HAM radio operators seek greater role in emergencies

Kim Noyes

Coastside volunteers work to improve outreach

  • Nov 13, 2019 Updated Nov 13, 2019
image-ham radio
La Honda Fire sponsored South Coast CERT team, SC4ARES Ham radio members and firefighters stand vigilant at the La Honda Fire DOC. Photo courtesy La Honda Fire Department

During last month’s planned PG&E shut-offs, which turned out the lights on the Coastside on two occasions, many residents had trouble communicating with the outside world. In many cases, landline phones, internet and cell service were down as well as the electric grid. 

To fill the void, amateur radio or HAM operators relied on hand-held transceivers to connect to each other and to first responders. 

Lee Copeland, a longtime member of Half Moon Bay’s amateur radio club, said that during the shut-offs about 20 to 25 HAM operators were checking in with the county and with each other throughout the day. 

“We painted a picture of who’s got power, who doesn’t, is anybody in trouble, what places were open or closed,” Copeland said. “It provided a situational snapshot.” 

Amateur radio works by using designated radio frequencies that allow operators to exchange messages. The Federal Communications Commission regulates the use of the frequencies. 

Club president Harry Ysselstein explained HAM radio operators were able to work closely with the Coastside Community Emergency Response Team in communicating to the neighborhoods. 

“Ideally, you have at least one HAM radio operator embedded in each neighborhood,” Ysselstein said. 

Such a system would allow for a chain of command to supply information from certain areas on the Coastside to a radio operator who can transmit that to county or city officials.

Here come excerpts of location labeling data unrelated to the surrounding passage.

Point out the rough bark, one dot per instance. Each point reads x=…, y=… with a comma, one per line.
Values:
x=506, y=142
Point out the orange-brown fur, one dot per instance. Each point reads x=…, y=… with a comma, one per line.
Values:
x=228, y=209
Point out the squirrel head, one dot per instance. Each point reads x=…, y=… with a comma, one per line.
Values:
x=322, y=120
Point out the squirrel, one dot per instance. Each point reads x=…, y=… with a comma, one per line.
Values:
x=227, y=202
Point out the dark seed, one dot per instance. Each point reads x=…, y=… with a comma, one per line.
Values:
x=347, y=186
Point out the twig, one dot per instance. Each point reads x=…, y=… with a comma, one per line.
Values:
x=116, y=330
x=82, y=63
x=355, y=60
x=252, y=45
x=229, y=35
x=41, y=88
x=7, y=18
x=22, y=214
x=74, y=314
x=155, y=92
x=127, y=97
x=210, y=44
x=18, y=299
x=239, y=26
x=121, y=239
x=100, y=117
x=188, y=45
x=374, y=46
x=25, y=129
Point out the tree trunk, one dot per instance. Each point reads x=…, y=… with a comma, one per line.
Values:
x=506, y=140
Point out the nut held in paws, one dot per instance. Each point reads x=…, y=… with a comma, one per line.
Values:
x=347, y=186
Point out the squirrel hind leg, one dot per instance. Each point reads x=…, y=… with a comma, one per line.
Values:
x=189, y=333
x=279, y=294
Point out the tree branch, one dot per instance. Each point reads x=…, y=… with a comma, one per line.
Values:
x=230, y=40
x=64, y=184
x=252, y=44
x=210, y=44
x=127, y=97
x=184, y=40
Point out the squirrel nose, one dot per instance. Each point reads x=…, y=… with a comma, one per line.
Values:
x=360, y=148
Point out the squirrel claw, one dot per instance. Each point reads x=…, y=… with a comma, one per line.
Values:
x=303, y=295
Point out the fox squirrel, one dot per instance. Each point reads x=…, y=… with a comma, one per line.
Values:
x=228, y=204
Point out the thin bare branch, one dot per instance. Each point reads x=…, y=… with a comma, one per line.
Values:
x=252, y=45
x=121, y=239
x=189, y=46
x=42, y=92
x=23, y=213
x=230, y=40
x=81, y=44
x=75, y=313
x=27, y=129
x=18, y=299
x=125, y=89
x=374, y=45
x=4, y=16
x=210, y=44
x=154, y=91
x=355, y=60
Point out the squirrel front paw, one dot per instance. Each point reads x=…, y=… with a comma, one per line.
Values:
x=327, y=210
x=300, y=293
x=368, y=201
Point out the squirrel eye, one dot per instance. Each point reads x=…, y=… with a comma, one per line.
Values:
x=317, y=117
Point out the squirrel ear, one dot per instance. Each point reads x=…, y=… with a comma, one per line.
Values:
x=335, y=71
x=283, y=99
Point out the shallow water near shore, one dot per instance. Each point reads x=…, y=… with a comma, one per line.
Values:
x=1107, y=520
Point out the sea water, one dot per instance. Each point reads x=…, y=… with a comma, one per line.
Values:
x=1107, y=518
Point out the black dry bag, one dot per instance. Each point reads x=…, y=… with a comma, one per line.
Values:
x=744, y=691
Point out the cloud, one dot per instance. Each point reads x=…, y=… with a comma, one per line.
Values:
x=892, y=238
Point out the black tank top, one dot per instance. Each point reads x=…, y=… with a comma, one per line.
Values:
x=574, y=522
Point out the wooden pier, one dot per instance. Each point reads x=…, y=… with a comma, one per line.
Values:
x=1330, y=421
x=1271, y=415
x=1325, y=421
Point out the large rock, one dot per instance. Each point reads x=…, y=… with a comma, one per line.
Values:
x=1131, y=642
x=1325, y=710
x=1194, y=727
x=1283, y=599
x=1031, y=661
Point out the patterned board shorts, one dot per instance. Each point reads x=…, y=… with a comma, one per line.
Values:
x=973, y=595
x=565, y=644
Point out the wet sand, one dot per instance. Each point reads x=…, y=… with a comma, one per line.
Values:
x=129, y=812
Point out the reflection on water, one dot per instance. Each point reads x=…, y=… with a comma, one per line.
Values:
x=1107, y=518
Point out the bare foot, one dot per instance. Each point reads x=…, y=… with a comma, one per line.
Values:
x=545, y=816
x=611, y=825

Government officials see the utility.

“There is a need for HAM communication,” said City Clerk and Communications Director Jessica Blair. “We would activate them as needed, depending on the severity of the situation, to be able to communicate with neighborhoods and to receive county resources.” 

Ysselstein said HAM radio operators could utilize their radio equipment at the city’s Emergency Operations Center to disperse information from different neighborhoods to city and county officials. Representing the HAM radio club, Ysselstein wrote city officials in the wake of the shut-offs, reiterating the importance of communication channels and asked to be included the next time the EOC is activated in an emergency.

At the Nov. 5 Half Moon Bay City Council meeting, members of the amateur radio club talked about the potential for better communication in emergencies. Ysselstein said Coastside HAM radio operators are working to engage with local radio station KHMB to share real-time information with community residents during emergencies as well.

Emergency first responders say the service HAM radio operators offer is invaluable.

“There are times when nothing else works,” Coastside Fire Protection District Battalion Chief Ari Delay said.

Delay, who is also the chief of the La Honda Fire Brigade, said he activated the CERT and the HAM radio operators during the outages as a way to assist with communication. 

“The whole Coastside is fragile from a communication standpoint,” Delay said. “…(because of HAM radio) we had a pretty good eye on the pulse on what roadways were open, the status of the situation, (and) we could closely monitor it.” 

During the planned safety power shut-off events, Delay said HAM operators were staffing the fire station taking phone calls, radio and walk-in reports. He said the radio operators and CERT members are trained to receive emergency calls and get the necessary information relayed to first responders. 

With only 14 firefighters on staff, having people on the ground to help responders prioritize calls is vital, according to Delay. 

San Mateo County Sheriff’s Office of Emergency Services Manager Kevin Rose echoed the importance of having a grassroots method of sharing information. He said, during the shut-offs, the Office of Emergency Services set up a network for HAM radio operators to connect to and checked with them throughout the day.

“It plays two roles. It is a hobby where radio enthusiasts can communicate and it’s a strong resource and tool with emergency management providing communication redundancies,” Rose said. “…It’s becoming more organized with a lot of cities incorporating HAM radio operators into their disaster emergency response protocol.”